Many students fail university-administered writing exams—exams that are similar to ones that test your competency level in subjects such as math and foreign language—sometimes because their essays are disorganized, but mostly because they don’t answer the question. What follows is an example of a typical essay exam prompt for English literature courses. We use this prompt to teach students how to respond fully to the question. Review Figure 17 and the follow-up information. You will learn how to categorize the instructions.
The first elements you must recognize are the different themes. They appear to be intimidating. Before beginning to take a test, if you place these elements into a listing format, you make the task before you that much more approachable. The second thing you must understand is that everything before “Develop an analysis . . .” is not the instruction. Therefore, a test prompt is two-part. It has an introduction and a set of instructions. You will know that a teacher is instructing you to do something when a sentence takes on the form of a directive and the professor uses action words such as develop, discuss, analyze, etc.

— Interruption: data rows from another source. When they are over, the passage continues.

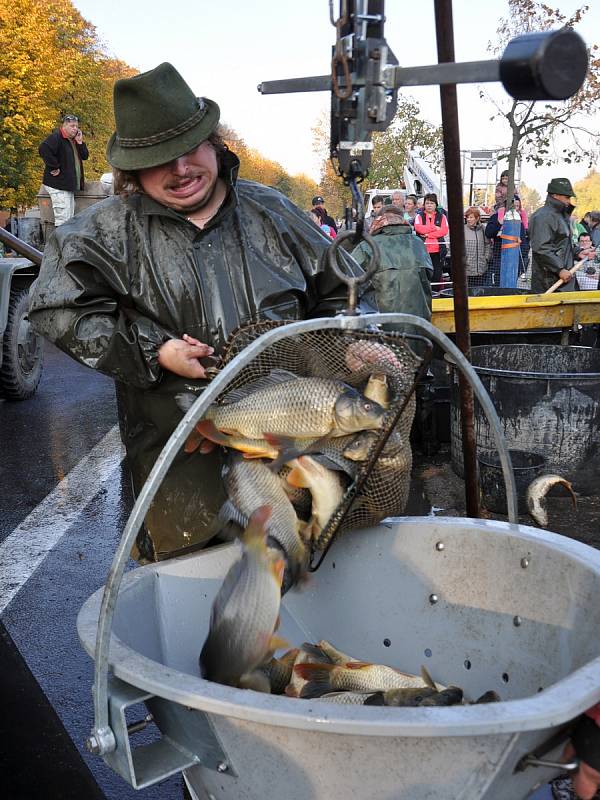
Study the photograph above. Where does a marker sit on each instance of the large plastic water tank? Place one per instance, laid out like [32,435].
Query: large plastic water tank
[548,400]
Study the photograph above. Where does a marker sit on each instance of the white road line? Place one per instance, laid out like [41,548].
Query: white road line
[25,549]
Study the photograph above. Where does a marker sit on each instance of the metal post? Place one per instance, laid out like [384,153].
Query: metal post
[445,46]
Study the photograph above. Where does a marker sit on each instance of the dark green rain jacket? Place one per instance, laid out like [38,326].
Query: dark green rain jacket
[551,245]
[402,281]
[127,274]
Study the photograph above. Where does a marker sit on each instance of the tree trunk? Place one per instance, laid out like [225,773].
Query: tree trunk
[512,160]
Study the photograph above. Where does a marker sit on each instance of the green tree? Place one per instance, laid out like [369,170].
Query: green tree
[408,131]
[547,132]
[52,64]
[588,193]
[255,167]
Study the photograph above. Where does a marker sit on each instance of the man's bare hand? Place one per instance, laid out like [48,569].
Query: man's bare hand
[181,356]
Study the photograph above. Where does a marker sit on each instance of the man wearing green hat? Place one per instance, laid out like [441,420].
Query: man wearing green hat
[551,241]
[147,284]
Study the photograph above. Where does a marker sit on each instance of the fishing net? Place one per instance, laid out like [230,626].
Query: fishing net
[352,357]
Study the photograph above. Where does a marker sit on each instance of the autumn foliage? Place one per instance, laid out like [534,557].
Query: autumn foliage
[256,167]
[53,63]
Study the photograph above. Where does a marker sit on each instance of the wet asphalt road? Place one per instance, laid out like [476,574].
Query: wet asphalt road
[45,676]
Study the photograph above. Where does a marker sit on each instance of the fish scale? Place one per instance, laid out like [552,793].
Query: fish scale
[251,484]
[245,611]
[297,407]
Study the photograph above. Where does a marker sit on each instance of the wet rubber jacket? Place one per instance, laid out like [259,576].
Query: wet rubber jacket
[551,245]
[127,274]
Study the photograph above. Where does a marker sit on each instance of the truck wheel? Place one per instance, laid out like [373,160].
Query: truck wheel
[23,351]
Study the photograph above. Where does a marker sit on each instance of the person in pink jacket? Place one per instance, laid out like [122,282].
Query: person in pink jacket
[432,226]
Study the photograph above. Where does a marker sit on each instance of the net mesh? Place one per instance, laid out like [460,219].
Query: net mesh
[352,357]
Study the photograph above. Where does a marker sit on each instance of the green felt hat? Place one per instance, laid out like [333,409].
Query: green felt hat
[561,186]
[158,118]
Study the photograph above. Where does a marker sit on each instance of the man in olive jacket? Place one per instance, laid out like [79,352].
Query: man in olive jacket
[402,282]
[143,285]
[550,239]
[63,153]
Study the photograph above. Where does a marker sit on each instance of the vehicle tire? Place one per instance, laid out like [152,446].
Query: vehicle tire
[23,351]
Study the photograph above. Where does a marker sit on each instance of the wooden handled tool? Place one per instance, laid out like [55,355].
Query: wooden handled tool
[560,282]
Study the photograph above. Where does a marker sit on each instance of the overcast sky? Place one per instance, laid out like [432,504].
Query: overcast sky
[225,49]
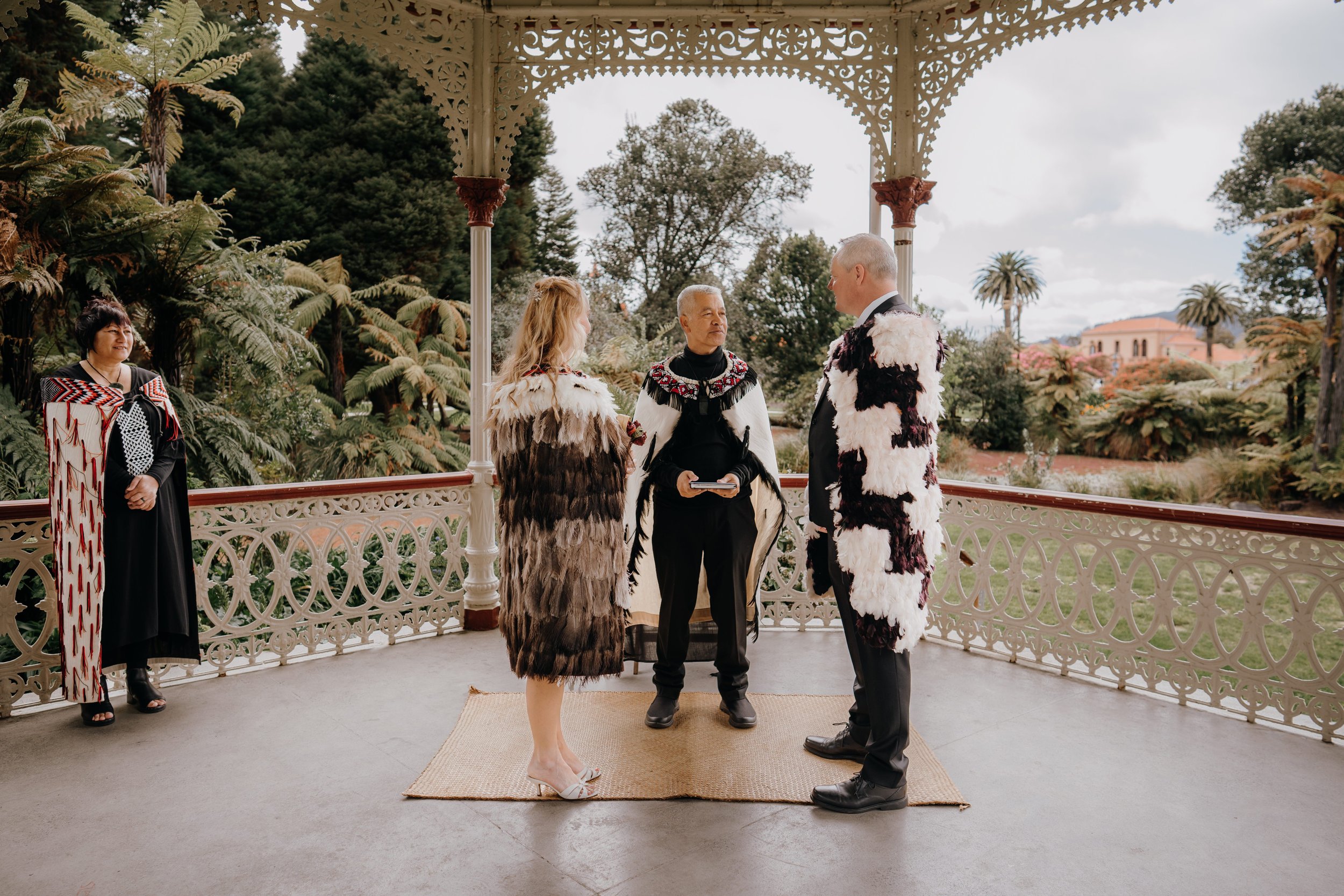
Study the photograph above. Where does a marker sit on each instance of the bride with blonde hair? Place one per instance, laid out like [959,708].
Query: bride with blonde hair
[561,451]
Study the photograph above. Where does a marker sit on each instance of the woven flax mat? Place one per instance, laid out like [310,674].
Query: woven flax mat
[700,755]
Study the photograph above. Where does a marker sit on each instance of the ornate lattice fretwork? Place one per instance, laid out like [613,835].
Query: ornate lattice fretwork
[953,42]
[850,57]
[851,53]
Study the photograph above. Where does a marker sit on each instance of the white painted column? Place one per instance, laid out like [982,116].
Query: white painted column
[482,601]
[874,206]
[482,192]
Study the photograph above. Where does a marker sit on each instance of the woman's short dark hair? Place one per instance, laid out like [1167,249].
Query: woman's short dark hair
[96,315]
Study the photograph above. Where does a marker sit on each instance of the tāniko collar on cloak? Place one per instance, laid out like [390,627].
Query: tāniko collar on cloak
[666,388]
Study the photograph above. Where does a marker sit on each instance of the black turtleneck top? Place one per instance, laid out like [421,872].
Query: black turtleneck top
[702,442]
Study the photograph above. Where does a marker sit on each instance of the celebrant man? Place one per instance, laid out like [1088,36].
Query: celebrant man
[873,512]
[703,510]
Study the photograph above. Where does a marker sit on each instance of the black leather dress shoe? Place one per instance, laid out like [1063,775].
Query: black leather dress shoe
[741,712]
[843,746]
[660,712]
[859,794]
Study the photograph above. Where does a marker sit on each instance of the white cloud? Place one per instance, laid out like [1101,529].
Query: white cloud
[1095,151]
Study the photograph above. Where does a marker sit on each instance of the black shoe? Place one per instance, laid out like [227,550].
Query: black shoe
[89,709]
[660,712]
[741,712]
[140,693]
[859,794]
[843,746]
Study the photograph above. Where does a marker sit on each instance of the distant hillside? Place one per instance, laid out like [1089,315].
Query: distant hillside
[1233,327]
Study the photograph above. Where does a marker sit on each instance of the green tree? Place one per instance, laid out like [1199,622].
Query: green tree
[1010,281]
[216,148]
[683,197]
[984,396]
[1295,140]
[418,386]
[140,80]
[328,297]
[60,205]
[1288,354]
[1156,424]
[46,42]
[1318,226]
[1209,305]
[785,296]
[557,229]
[1058,379]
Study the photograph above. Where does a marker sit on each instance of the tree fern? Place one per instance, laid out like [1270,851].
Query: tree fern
[139,80]
[22,453]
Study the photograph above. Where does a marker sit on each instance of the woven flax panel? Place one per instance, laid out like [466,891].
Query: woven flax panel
[700,755]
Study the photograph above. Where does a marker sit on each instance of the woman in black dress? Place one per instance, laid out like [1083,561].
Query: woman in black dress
[147,607]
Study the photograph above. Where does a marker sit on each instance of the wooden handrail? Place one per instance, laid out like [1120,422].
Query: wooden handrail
[281,492]
[1175,513]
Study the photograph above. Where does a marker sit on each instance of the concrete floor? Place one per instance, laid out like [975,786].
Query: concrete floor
[288,781]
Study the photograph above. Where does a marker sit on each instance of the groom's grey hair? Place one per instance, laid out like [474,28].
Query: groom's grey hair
[687,296]
[873,252]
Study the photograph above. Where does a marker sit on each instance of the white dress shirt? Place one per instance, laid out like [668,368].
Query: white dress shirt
[871,308]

|Chaucer’s Canterbury Tales center on a pilgrimage and a story-telling competition driving the telling of these tales; the groupings of these tales thus link together several ongoing themes and issues that are dependent on this dramatic interaction (Amtower). Themes such as women’s role in marriage, the nature of experience and authority, and the “perfect/ideal” character, are all representative of a larger meaning that reflects a conflict between social hierarchy and subjectivity. Develop an analysis that illustrates your understanding of 1 or 2 of these themes in relation to the larger theme by comparing and contrasting two of the Canterbury tales, focusing your analysis primarily on the “character” and relationship(s) of these tale-tellers. In your analysis, include specific scenes and context.|
In the above essay prompt, your professor wants you to do the following:
1) Develop an “analysis.”
2) Use 1 or 2 themes.
3) Compare and Contrast TWO Canterbury Tales.
4) Give attention to “character” and “relationship.
5) Include specific scenes and context.
If you do anything beyond or not the above, then you have not answered the question. If you only discuss one tale, then you have not answered the question. If your paper is full of plot summary and lacks analysis, then you have not answered the question. If you don’t include any of the themes, then you have not answered the question. If you only compare two Canterbury tales, then you have not answered the question. If you don’t include specific examples, context of any kind, then you have not answered the question.
Always give attention to your conjunctions such as “or” and “and” because they are your greatest indicators of what to do and what not to do. “Doesn’t respond to the question” means that you have not given attention to all of the required elements of an essay prompt.